In a desperate attempt to prevent a temporary liquidity crunch from turning into a solvency crisis, central banks and governments have attempted to mitigate the effects of the crisis with large scale cash injections. In just a single day, the US Federal Reserve injected $500bn (£423.9bn) of overnight repo funding into markets while the Chancellor of the Exchequer, Rishi Sunak, has made £350bn of loans available to cash-strapped businesses.
But as the number of victims rises and millions of people are unable to enter their workplace, it appears inescapable that the virus will hit the financial sector. Despite large scale cash injections, US stock futures hit limit down levels while oil prices hit a 17-year low. What will be the scale of repercussions across markets and how will it affect pension schemes?
Effect on DB schemes
Defined benefit (DB) pension schemes will be hit by the recession from at least three angles: a drop in investment returns, a spike in liabilities and risks to their sponsor’s covenant. Falling investment returns combined with potentially lower gilt yields could present a double whammy for their balance sheets.
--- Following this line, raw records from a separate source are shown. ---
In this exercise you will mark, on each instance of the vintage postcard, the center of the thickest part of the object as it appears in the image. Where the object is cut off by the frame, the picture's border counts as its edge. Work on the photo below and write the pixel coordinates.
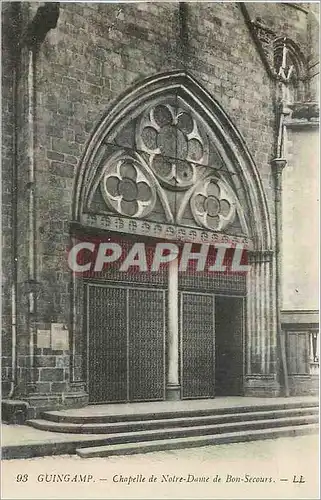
(160, 241)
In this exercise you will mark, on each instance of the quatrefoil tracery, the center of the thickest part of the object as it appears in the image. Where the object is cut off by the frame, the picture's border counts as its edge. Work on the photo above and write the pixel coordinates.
(127, 189)
(174, 143)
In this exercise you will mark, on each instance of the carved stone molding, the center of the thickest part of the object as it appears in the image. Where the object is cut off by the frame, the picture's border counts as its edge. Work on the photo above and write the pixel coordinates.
(160, 230)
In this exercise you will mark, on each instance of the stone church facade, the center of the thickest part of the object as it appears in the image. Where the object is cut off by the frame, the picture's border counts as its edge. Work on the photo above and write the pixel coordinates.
(186, 123)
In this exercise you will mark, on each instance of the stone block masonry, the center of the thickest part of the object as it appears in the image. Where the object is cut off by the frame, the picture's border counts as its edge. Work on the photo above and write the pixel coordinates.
(94, 55)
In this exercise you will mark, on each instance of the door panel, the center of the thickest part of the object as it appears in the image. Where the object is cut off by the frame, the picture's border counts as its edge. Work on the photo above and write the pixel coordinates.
(197, 345)
(229, 346)
(107, 330)
(125, 339)
(146, 345)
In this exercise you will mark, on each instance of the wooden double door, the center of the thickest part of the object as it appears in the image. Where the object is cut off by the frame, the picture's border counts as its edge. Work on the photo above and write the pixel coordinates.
(211, 345)
(127, 344)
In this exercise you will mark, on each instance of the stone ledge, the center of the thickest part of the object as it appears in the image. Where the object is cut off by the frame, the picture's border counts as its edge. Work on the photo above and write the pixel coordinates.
(14, 411)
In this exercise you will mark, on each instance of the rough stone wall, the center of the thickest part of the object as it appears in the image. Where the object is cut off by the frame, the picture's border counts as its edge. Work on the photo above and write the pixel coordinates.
(96, 52)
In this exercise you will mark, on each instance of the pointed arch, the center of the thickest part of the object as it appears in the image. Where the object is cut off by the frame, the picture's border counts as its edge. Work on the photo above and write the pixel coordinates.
(228, 140)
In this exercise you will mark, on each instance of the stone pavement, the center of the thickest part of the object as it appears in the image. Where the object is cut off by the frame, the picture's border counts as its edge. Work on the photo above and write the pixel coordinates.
(265, 469)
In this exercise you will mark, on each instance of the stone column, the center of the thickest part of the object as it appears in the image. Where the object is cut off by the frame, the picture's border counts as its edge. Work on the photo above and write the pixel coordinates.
(172, 379)
(261, 341)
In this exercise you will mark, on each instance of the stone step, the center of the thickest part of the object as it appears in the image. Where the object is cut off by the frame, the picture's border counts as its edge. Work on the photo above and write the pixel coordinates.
(202, 430)
(115, 427)
(195, 441)
(88, 416)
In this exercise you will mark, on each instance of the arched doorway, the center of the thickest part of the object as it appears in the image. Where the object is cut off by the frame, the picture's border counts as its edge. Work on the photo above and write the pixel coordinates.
(167, 165)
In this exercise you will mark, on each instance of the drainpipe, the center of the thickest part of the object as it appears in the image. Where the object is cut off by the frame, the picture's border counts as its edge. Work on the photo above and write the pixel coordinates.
(14, 197)
(31, 206)
(278, 164)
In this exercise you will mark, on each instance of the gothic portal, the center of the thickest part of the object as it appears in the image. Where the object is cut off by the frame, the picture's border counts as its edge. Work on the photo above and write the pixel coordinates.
(167, 164)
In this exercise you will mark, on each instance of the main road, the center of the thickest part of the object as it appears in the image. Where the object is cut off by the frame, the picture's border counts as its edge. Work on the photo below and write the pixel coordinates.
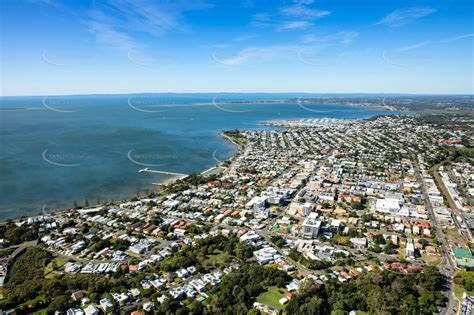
(448, 267)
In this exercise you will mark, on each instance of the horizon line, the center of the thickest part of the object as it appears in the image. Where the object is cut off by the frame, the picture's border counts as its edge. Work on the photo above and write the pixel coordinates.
(214, 93)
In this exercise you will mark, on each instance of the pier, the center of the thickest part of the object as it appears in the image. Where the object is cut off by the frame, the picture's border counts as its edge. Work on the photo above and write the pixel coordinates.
(146, 170)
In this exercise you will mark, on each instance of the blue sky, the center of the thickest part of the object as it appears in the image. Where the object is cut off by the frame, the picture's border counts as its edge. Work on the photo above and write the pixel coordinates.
(51, 47)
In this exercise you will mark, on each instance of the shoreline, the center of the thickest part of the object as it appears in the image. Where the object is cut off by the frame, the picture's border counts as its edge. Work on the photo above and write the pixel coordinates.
(164, 183)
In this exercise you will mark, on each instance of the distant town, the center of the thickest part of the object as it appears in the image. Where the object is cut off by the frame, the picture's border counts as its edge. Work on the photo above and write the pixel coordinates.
(369, 216)
(394, 102)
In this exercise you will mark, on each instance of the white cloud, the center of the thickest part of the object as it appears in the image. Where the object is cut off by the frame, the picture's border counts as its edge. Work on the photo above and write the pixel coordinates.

Most DB schemes have been reducing risk in their portfolios in recent years by cutting back on their equity exposure and increasing investments in fixed income. The average equity allocation for final salary schemes has more than halved during the past 10 years, to 24% from 46.4%, according to the PPF’s Purple Book.
Having said that, there are still schemes with a higher allocation to equities, due to a relatively higher proportion of active members and higher return requirements. Examples include local government pension schemes, which tend to have higher than average allocations to equities and a relatively younger membership.
Border to Coast, for example, has some £9.58bn invested in equities, which is a significant majority of its pooled assets. Only a third of the pool’s members are pensioners, which leaves room for a higher risk orientation. Similarly, out of Local Pensions Partnership’s (LPP) £12bn of assets that are already pooled, more than half, £6.7bn, are invested in equities. Richard Tomlinson, recently appointed LPP’s chief investment officer, says that a long-term focus remains crucial. “We continue to monitor the government’s current advice and are reviewing our position daily via a tactical working group.
“We are in regular touch with our key suppliers on their ability to maintain their services and continue to take all reasonable steps to maintain current business as usual service. Our aim is to do our best to keep disruption to a minimum,” he adds.
With stock markets reporting the sharpest sustained decline since 2008’s financial crisis, a focus on equities can be painful, particularly if the scheme in question is also in the process of completing its valuation, as is the case for the country’s biggest final salary scheme, the £69.4bn Universities Superannuation Scheme (USS). In line with FRS102 guidance, the scheme’s asset values will be based on a snapshot of asset prices at a set date, in this case 31 March. While results are yet to be determined at the time of writing, they are unlikely to be flattering; 60% of the assets in the scheme’s Retirement Income Builder fund are held in equities.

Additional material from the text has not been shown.